こっちもいい歳だが、あの人はもっといい歳だった。


あの人は若干記憶や事実関係の把握が苦手になってきているようだった。


冷静な、親のように優し気な顔で、俺の子供を俺と間違えて撫でる様子に涙が出た。

俺の事を、施設の職員と間違えて呼ぶ様子に苛立ちが募った。

だが俺以外の幼馴染も同じように扱われ、それでも怒りもしなかったのだから俺も耐えることにした。


それでも哀しかった。


この人は昔に戻ってやり直した方が幸せなのかもしれない、今はその為に記憶を捻じ曲げているのかもしれないだなんて思うと、吐き気と愛おしさと懐かしさとやりきれなさがぐちゃぐちゃになって、そうしてあの人に心配されて嬉しくて涙が出た。
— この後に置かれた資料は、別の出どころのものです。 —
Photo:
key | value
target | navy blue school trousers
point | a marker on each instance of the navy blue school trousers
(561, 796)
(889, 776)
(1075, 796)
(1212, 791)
あの人と俺は他人になることでやっと対等になれるのかもしれなかった。

対等で距離をうまく保った間柄の今なら、一緒に暮らせるかもしれないと俺達は判断した。





今日もあの人は子供たちに教育をしている。

といっても昔よりずっと実践的で、無駄な拷問じみた部分のない教育だ。

それを見て俺の幼馴染の一人、相方は目を細める。
それが温かく見えることもあれば冷たく見えることもある。

きっと俺も同じような顔をしているんだろう。


瞬きをするごとに昔の俺が小さくなる。
そして今の親としての俺が大きくなる。

その目で、あの光景を見守っている。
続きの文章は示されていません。